En 2025, la Chine a investi 39 milliards de dollars en Afrique dans le cadre de ses « nouvelles routes de la soie », dont 21 milliards uniquement au Nigeria. C’est ce que révèle un rapport de l’université australienne de Griffith publié le 17 juillet. Cette somme représente une hausse spectaculaire par rapport à l’année précédente et marque un recentrage clair de la stratégie chinoise sur des pays jugés prioritaires.
Le Nigeria est le principal bénéficiaire de ces investissements, notamment grâce à son vaste projet de parc industriel gazier à Ogidigben, dans le sud du pays. La Tanzanie suit avec 3,6 milliards de dollars, destinés à des infrastructures facilitant l’exportation de minerais stratégiques. À l’inverse, des pays comme le Cameroun, Madagascar, le Zimbabwe ou encore l’Afrique du Sud n’ont reçu aucun nouveau financement de Pékin en 2025, alors qu’ils figuraient parmi les partenaires de la Chine les années précédentes.

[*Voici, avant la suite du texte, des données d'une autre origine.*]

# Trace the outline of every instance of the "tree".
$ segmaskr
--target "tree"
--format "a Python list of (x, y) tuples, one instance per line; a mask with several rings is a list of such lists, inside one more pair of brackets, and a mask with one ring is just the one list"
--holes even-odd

Cette redistribution n’est pas anodine. Selon l’Institut asiatique de l’université de Griffith, Pékin cherche à limiter les risques liés à ses investissements en Afrique. En clair, les pays incapables de garantir des retours économiques solides — notamment via des ressources stratégiques comme le gaz, le pétrole ou les terres rares — ne sont plus considérés comme prioritaires. Le Cameroun, pourtant historiquement lié à Pékin par d’importants projets, illustre ce retrait brutal.
Pour Pékin, il s’agit aussi de sécuriser ses approvisionnements en matières premières critiques dans un contexte international de plus en plus tendu. L’accent est mis sur les projets qui garantissent à la Chine un accès durable à ces ressources, tout en réduisant les risques d’impayés. Cette stratégie s’inscrit dans une logique de retour sur investissement et de consolidation géoéconomique sur le continent.

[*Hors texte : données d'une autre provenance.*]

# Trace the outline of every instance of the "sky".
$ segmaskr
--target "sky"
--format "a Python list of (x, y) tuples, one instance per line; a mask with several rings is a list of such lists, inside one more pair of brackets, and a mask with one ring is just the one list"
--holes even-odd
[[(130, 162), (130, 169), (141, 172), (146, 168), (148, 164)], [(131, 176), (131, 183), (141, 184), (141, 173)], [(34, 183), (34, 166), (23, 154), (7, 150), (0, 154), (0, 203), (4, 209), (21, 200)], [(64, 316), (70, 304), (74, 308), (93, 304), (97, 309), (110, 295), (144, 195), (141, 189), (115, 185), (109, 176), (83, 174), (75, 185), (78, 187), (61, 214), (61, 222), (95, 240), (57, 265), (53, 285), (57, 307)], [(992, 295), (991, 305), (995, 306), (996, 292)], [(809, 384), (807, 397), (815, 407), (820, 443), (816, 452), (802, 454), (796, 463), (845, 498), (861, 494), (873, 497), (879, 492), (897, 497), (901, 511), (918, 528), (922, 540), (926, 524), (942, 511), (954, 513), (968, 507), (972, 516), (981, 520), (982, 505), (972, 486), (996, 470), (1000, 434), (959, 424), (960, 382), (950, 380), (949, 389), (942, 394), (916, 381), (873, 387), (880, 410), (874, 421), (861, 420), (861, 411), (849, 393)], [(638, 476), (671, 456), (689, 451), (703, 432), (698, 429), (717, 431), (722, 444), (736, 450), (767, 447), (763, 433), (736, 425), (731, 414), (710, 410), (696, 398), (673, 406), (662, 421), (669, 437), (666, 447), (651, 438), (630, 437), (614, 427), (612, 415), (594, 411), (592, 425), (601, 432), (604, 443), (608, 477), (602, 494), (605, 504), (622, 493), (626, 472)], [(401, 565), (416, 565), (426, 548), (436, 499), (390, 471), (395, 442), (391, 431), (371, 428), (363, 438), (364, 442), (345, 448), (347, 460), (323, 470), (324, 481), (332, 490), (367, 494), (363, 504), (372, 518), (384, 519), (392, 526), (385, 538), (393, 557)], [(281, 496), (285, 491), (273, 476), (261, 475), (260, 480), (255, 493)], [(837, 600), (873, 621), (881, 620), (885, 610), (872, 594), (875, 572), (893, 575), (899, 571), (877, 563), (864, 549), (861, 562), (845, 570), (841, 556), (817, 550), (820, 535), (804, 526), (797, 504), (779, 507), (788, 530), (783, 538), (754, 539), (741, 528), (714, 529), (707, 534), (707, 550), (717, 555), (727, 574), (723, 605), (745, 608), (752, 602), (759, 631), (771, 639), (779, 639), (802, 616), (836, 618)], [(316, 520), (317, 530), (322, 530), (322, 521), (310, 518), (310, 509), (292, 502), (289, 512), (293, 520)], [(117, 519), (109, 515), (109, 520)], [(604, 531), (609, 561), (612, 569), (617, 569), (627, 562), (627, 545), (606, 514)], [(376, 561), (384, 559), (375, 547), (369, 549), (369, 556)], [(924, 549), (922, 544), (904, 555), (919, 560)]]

Ce recentrage soulève toutefois des questions. D’un côté, il confirme la volonté chinoise de maintenir une présence forte en Afrique. De l’autre, il creuse les inégalités entre pays africains, avec un accès très inégal aux financements. Le cas du Cameroun interpelle : longtemps présenté comme un partenaire privilégié, il est aujourd’hui écarté sans explication officielle. Ce choix pourrait fragiliser certains régimes africains qui misaient sur Pékin pour financer leurs ambitions.
Enfin, ce rapport met en lumière une évolution de la relation sino-africaine : d’un engagement large et multisectoriel, la Chine passe à une approche sélective et centrée sur ses propres intérêts stratégiques. Pour les pays africains, cela implique une adaptation rapide : seuls ceux qui sauront offrir des garanties solides — en ressources, en stabilité ou en rentabilité — resteront dans le jeu.